Dosyadaki yazılara, hükmün Dairemizce de benimsenmiş bulunan yasal ve hukuksal gerekçeleriyle dayanağı maddî delillere ve özellikle bu delillerin takdirinde bir isabetsizlik görülmemesine göre, yerinde bulunmayan bütün temyiz itirazlarının reddiyle usul ve kanuna uygun olan hükmün ONANMASINA, aşağıda yazılı temyiz harcının davalıdan alınmasına,
dosyanın kararı veren İlk Derece Mahkemesine gönderilmesine, Üye …’ın muhalefetlerine karşı, Başkan … ile Üyeler …, … ve …’ün oyları ve oy çokluğuyla, 08/02/2022 gününde karar verildi.
KARŞI OY GEREKÇESİ
Somut uyuşmazlıkta, davalı kadın 2002 yılında eşinden boşanmıştır. Davalı kadına boşandıktan kısa bir süre sonra 1992 yılında ölen babasından yetim aylığı bağlanmış ve eski eşi ile fiili birlikteliğinin kurum tarafından denetim raporu ile anlaşılması üzerine 2008-2013 yıllar için 5510 sayılı Kanunun 56. maddesi uyarınca boşandığı eşi ile birlikte yaşadığı gerekçesi ile ödenen aylıklar için borç çıkarılmış, iadesi için kurum tarafından dava açılmıştır.
Dairemizin 07.10.2021 tarih ve 2021/7072 Esas, 2021/11762 Karar sayılı ilamında yazılan karşı oy gerekçelerimde belirttiğim gibi davacı boşandığında 506 sayılı Kanun yürürlüktedir. 5510 sayılı Kanunun 5754 sayılı Kanunun 68. Maddesi ile değişik geçici 1. maddesi uyarınca kesilmede mevzuat hükümleri kanun uygulanmalıdır.
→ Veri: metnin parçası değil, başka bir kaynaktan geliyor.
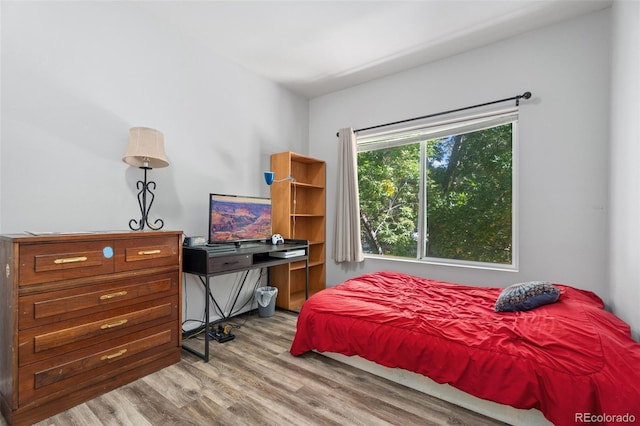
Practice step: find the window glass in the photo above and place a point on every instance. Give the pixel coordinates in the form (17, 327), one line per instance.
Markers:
(443, 198)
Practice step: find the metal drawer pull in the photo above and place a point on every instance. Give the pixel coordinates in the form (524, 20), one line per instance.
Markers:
(70, 260)
(114, 355)
(112, 295)
(147, 252)
(113, 324)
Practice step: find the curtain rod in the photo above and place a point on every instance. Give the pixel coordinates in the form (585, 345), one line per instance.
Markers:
(525, 95)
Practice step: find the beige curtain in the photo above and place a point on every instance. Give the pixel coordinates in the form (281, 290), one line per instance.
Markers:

Anılan mevzuat hükümlerinde ise boşanılan eş ile birlikte yaşama olgusu bir kesilme nedeni olarak düzenlenmemiştir. 5510 sayılı Kanunun 01.10.2008 tarihinden önce gerçekleşen boşanma olgusuna uygulanması olanağı, önceye etki yasağı nedeni ile olanaklı değildir.
Çoğunluğun önceye etki yasağı ilkesine aykırı olarak, lafzi yorum ve sigortalı aleyhine yorumu benimseyerek, sonradan gerçekleşip gerçekleşmediği araştırılarak salt birlikte yaşama ve boşanan eşin desteğini alma koşulunu yeterli kabul etmesi ve bu yönde yerel mahkeme kararını onaması Kanunun ve Anayasa Mahkemesinin iptal kararının gerekçelerine aykırıdır.
Açıklanan bu gerekçelerle mahkeme kararının kesin olarak bu gerekçelerle bozulması gerekirken, onanması görüşüne katılınmamıştır.